- O desmantelamento de crimes contra crianças e adolescentes ganhou ferramenta com potenciais de força e eficácia. A legislação brasileira amplia agora os poderes de as polícias se infiltrarem de modo oculto em interações na Internet. Ou seja, os órgãos de controle poderão fazer rondas virtuais e descobrir quem comete assédio e aliciamento em redes digitais e outras plataformas de relacionamento. É um ganho sensacional, deve-se observar. Não só pela proteção extra que se oferta à infância e à adolescência – vítimas preferenciais de degenerados que se movem nos meios eletrônicos – e às famílias. Há de se contar também o fortalecimento do Estado num ambiente travado não apenas por interesses políticos, mas também pela pressão das big techs por dinheiro, dinheiro e mais dinheiro. Se Zukerberg, Musk e Bezos enchem as burras com a flacidez de regras, quem haverá de se meter com eles? Diga-se que exatamente um dia após o presidente Lula (PT) sancionar a nova lei que a Agência Nacional de Proteção de Dados abriu investigação sobre o caso de uma menina de 13 anos que se automutilou e suicidou numa transmissão na rede de mensagens Discord. A apuração da ANPD verifica se a empresa tem mecanismos que verifiquem a idade dos usuários, se cumpre regras para remover conteúdos ilegais e se comunica situações graves às autoridades – pelo visto, e tendo em conta outros episódios, não é esse o forte daquela plataforma.
Mais poderes
A nova lei alarga a pena para alguns crimes digitais. Outros delitos são, enfim, tipificados, como o uso de inteligência artificial para simular participação de menores em atos sexuais. Também autoriza a polícia a fazer por conta própria, sem ordem judicial, coletas múltiplas de arquivos – as tais “rondas virtuais” -, e acessos ocultos de agentes em ambientes online, visando a reunir provas de crimes como exploração sexual e pornografia infantil.
Manipulação
Resta saber se (ou quando) “paladinos” da “liberdade de expressão” irão a público acusar o governo de censurar redes.

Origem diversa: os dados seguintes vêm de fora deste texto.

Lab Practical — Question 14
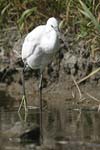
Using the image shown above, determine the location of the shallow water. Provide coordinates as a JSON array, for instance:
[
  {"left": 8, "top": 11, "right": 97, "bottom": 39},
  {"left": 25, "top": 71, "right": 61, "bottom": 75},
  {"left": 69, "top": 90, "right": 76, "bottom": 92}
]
[{"left": 0, "top": 97, "right": 100, "bottom": 150}]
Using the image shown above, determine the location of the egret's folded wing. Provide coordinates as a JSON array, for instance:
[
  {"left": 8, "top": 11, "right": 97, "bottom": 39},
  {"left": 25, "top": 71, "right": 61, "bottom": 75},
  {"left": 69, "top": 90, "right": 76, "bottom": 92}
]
[{"left": 22, "top": 25, "right": 45, "bottom": 59}]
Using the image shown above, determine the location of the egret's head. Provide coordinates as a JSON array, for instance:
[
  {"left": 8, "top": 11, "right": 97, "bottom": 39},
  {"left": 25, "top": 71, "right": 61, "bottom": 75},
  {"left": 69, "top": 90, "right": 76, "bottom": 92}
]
[{"left": 47, "top": 17, "right": 59, "bottom": 31}]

Ou se espalharão fake news tentando validar argumentos em apoio a ações questionáveis. A estratégia do “pano preto” – alusão às roupas escuras e ao cenário que o deputado mineiro Nikolas Ferreira (PL, claro) usa em vídeos assim – vai demorar a ser usada?
De olho
A Polícia Civil do Ceará já tem uma Delegacia de Repressão aos Crimes Cibernéticos. O telefone da DRCC é (85) 3101 7586 e o e-mail é drcc@pc.ce.gov.br. A unidade também cuida de casos de estelionatos virtuais, clonagem de perfis no WhatsApp e golpes financeiros. E ainda opera no Estado a Delegacia de Combate à Exploração da Criança e do Adolescente, com telefone (85) 3101 7589 e email dpca@pc.ce.gov.br.
Dinheirama

Por falar em grana alta, o Banco Central anuncia que há mais de R$ 5,12 bilhões esquecidos em instituições financeiras brasileiras. Essa dinheirama toda se divide em R$ 3,76 bilhões pertencentes a aproximadamente 22,66 milhões de pessoas físicas e R$ 1,35 bilhão a cerca de 2 milhões de pessoas jurídicas.
Animador
Essa é de estufar o peito de orgulho: o Índice de Desenvolvimento da Educação Brasileira (Ideb) 2025, divulgado nesta semana pelo Ministério da Educação e pelo Instituto Anísio Teixeira, revela que 84 escolas cearenses estão no Top 100 do ensino fundamental do País.
À frente
Dos 100 municípios brasileiros com melhores resultados no Ideb, 41 são cearenses. É um salto relevante em relação aos dados de 2023. Naquele ano, eram 28 as cidades do Ceará que figuraram no topo da lista nacional. O avanço foi, então, de 46%. Especialistas avaliam que o ganho consolida efeitos da colaboração entre gestão estadual e as gestões municipais.